School Board faces immediate growth issues
Several Wilson County schools are bursting at the seams.
Both the high school and middle school in Mt. Juliet and four elementary schools in the west end of the county all have too many children for the number of classrooms in the buildings.
Because of the crowding, Mt. Juliet High School is holding classes in both its cafeteria and its library. Meanwhile, in the old high school building, Mt. Juliet Middle School has enough rooms, but it is serving 1,547 students instead of the ideal 1,200 or fewer that a middle school should serve.
While West Wilson Middle School is not over the number of students its building is planned for, its enrollment of 1,149 is only a few students away from the ideal 1,200 limit. Mt. Juliet and West Wilson are among the largest middle schools in the state.
The four crowded elementary schools are Elzie D. Patton, Gladeville, Stoner Creek and W. A. Wright, which each have 50 to 100 extra students. These schools are coping by holding classes in portables, locker rooms and cafeterias.
Three of the four schools - Elzie Patton, Stoner Creek and W. A. Wright - have no land to expand onto.
So in a special work session Saturday, members of the Wilson County School Board discussed potential solutions to the growth that the county has already experienced, as well as expected needs that continued growth could bring.
The information comes from a report prepared by Kaatz, Binkley, Jones & Morris Architects for Wilson County Schools.
'18 more rooms at MJHS?'
To respond to the crowding problems, proposals were presented to the Wilson County School Board at Saturday's work session to build an expansion at Mt. Juliet High School with 18 more rooms, which would allow MJHS to serve an additional 500 Golden Bears.
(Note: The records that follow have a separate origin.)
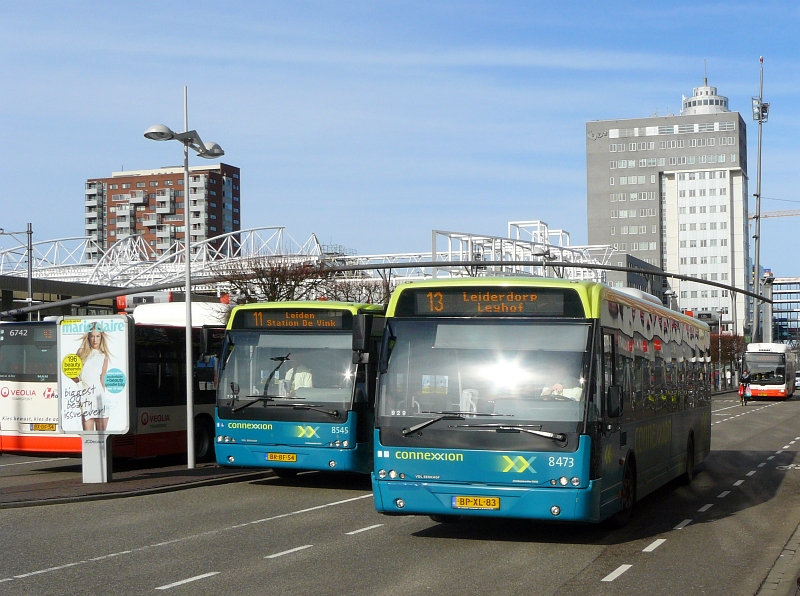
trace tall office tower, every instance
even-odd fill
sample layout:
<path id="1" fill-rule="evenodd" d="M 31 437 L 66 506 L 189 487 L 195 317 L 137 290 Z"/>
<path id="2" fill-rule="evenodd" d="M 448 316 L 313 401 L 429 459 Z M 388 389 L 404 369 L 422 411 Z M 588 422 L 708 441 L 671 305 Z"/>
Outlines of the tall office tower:
<path id="1" fill-rule="evenodd" d="M 707 80 L 683 98 L 679 116 L 587 122 L 586 162 L 589 244 L 610 244 L 668 273 L 752 289 L 746 128 Z M 608 279 L 622 285 L 620 277 Z M 721 313 L 723 330 L 749 327 L 750 299 L 665 283 L 681 309 Z"/>
<path id="2" fill-rule="evenodd" d="M 86 235 L 97 262 L 115 242 L 141 236 L 154 259 L 185 235 L 183 167 L 113 172 L 86 181 Z M 239 168 L 224 163 L 189 168 L 192 243 L 241 230 Z"/>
Plans were also proposed to expand Gladeville and Tuckers Crossroads schools.
But the big news is a plan for a potential North Central Campus with high, middle and elementary schools which could share one campus, making the total construction cost somewhat lower than building each school on separate sites.
First the school system would need to find between 100 to 120 acres in the right area to locate all three schools, according to the study.
The proposed middle school would be able to serve 1,500 children, but board members said they thought that was too large.
"We may need two new middle schools, since the ideal population for a middle school is 1,200 or less," said Board Chair Larry Tomlinson.
The meeting was a work session to discuss problems and solutions with no final decisions being made yet, Director of Schools Dr. Donna Wright pointed out.
Zone 1 Board Member Wayne McNeese responded, "We can't be having this same discussion in two years. We have to make some tough decisions. With almost 2,000 students in each of three high schools and two of the biggest middle schools in the state, we're at a critical point. These decisions will affect us for years to come."